The constructed plot can be viewed on the R graphics device in two quick lines.

#Draw plot
grid.newpage()
grid.draw(plot_obj)

To write the plot to file for later viewing or use in articles etc, we can use the ggsave function from ggplot2 . To save to other formats, just change the extension of the output file name to the desired type e.g., png, tif, etc. Here, the plot is saved to the .pdf format.

#Save plot as pdf
ggsave(filename=paste0("/tmp/", 'myplot.pdf'), plot=plot_obj,
       limitsize=F, width=plot_width, height=25, units='cm')

Multiple plots

To construct plots for multiple entities i.e., pollen cores, we can call stratPlot from within a for loop that will build a collection stratigraphic plots: one for each entity. These could be useful in various ways e.g., in comparing different entities, or, in generating a library of plots that can be used in an interactive map to query and view data at different locations.
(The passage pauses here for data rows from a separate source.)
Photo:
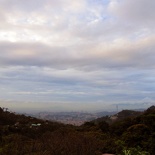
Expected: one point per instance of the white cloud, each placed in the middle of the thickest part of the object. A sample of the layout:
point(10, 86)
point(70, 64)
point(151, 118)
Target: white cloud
point(84, 51)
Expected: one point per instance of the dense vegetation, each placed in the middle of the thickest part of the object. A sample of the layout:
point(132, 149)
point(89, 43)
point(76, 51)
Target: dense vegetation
point(133, 134)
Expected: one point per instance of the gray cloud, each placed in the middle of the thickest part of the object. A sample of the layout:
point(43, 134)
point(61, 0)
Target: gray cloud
point(77, 51)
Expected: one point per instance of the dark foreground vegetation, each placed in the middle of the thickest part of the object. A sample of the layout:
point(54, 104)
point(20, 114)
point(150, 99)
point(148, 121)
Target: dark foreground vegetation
point(127, 133)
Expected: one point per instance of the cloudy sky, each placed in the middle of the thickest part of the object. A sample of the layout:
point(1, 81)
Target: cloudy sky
point(76, 55)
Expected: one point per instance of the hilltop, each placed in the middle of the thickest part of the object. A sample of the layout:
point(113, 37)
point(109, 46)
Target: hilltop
point(131, 131)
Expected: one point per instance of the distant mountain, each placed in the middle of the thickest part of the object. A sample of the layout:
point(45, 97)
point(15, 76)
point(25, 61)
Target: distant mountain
point(127, 131)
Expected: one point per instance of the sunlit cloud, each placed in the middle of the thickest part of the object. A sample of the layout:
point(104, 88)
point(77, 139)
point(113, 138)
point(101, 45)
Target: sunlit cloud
point(77, 51)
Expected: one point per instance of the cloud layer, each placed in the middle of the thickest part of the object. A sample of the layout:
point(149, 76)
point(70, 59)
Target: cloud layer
point(82, 52)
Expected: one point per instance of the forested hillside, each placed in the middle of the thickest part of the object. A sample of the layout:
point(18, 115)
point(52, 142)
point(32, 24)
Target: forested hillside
point(130, 135)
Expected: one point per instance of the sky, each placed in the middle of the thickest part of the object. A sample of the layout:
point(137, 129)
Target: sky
point(77, 55)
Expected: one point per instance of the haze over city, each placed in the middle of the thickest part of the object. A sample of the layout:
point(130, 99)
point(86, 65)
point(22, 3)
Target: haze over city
point(77, 55)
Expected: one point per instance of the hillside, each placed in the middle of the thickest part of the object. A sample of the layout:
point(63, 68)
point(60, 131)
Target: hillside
point(132, 132)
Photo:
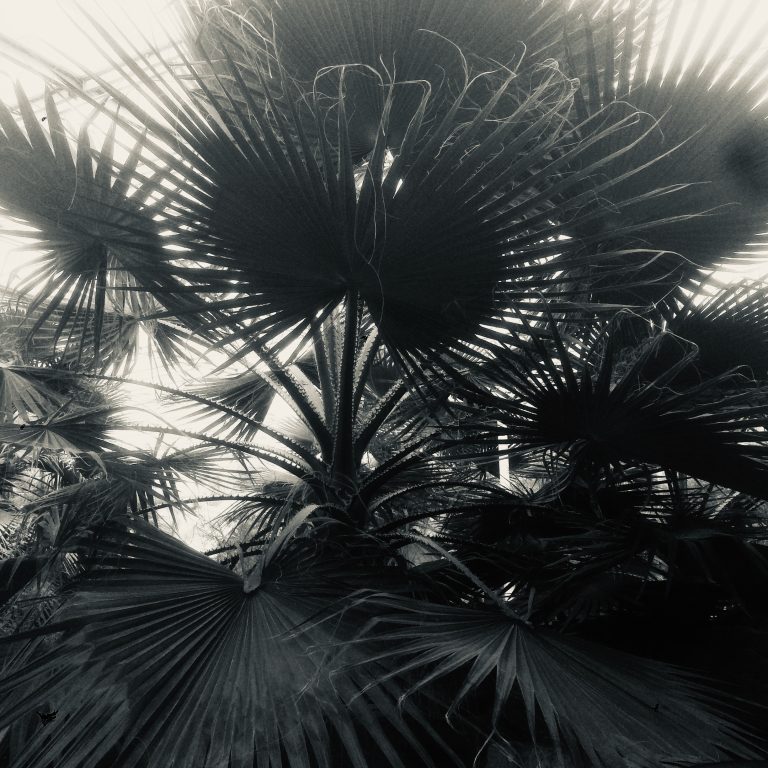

Using sequential for loops

Our main dataset contains 3 entities.

length(unique(datL[, ids]))  #Print number of unique entities

## [1] 3

unique(datL[, ids])          #Print labels of unique entities

## [1] "Entity_33_Region_Europe"       "Entity_8_Region_North America"
## [3] "Entity_5_Region_China"

Each entitity’s data can be visualised using stratPlot with an ordinary for loop as follows:

  for (entity in unique(stratPlotData[, ids])){
    
    #Isolate data for entity in the current iteration
    dat_ent <- datL[ids==entity]
    
    #Build plot
    plt_ls <- stratPlot(dat=dat_ent,
                       grpcol='group',
                       tymcol='agebp', varcol='variable', valcol='value', varord=c('med'),
                       grp_ord=c('Model', 'Precipitation', 'Temperature', 'Pollen taxa'),
                       grp_colours=c('grey40', 'blue', 'brown3','darkgreen'),
                       grp_geom=c('line', 'line', 'line','area'),
                       grp_bline=c(NA, 20, "med", "med"),
                       grp_vartype=c('MinD', 'SD', 'SD','Percentages'),
                       grp_const=c('Model', 'Precipitation', 'Temperature'), 
    
                       xbrkint=c(NA, NA, 5, NA),
                       ybrkint=NA,
    
                       axs_tsize=10, var_tsize=18, grp_tsize=25, ptt_tsize=20,
    
                       plab=entity, ylab='Age BP',               #Note plab value here
                       pmargin=unit(c(0.05, 0, 0.1, 0), 'cm'),
                       maxw=5
                      )
    
    #Get plot object
    plot_obj <- plt_ls$plot
      
    #Get plot width (in cm)
    plot_width <- plt_ls$width
    
    #Make filename, replace "/tmp/" with the path you want your plots saved
    fname <- paste0("/tmp/", entity, ".pdf")
    
    #Save plot as pdf
    ggsave(filename=fname, plot=plot_obj,
           limitsize=F, width=plot_width, height=25, units='cm')

}

Using parallel for loops

In addition to the ordinary for loops, we can also exploit R’s parallel processing capabilities to speed up the generation of multiple plots. Note that to construct just one or two plots, an ordinary (sequential) for loop should be preffered for reasons explained here As the number of plots to construct increases, say, beyond 5, running the task in parallel becomes a lot more efficient compared running the task sequanetially as the standard for loop does in R.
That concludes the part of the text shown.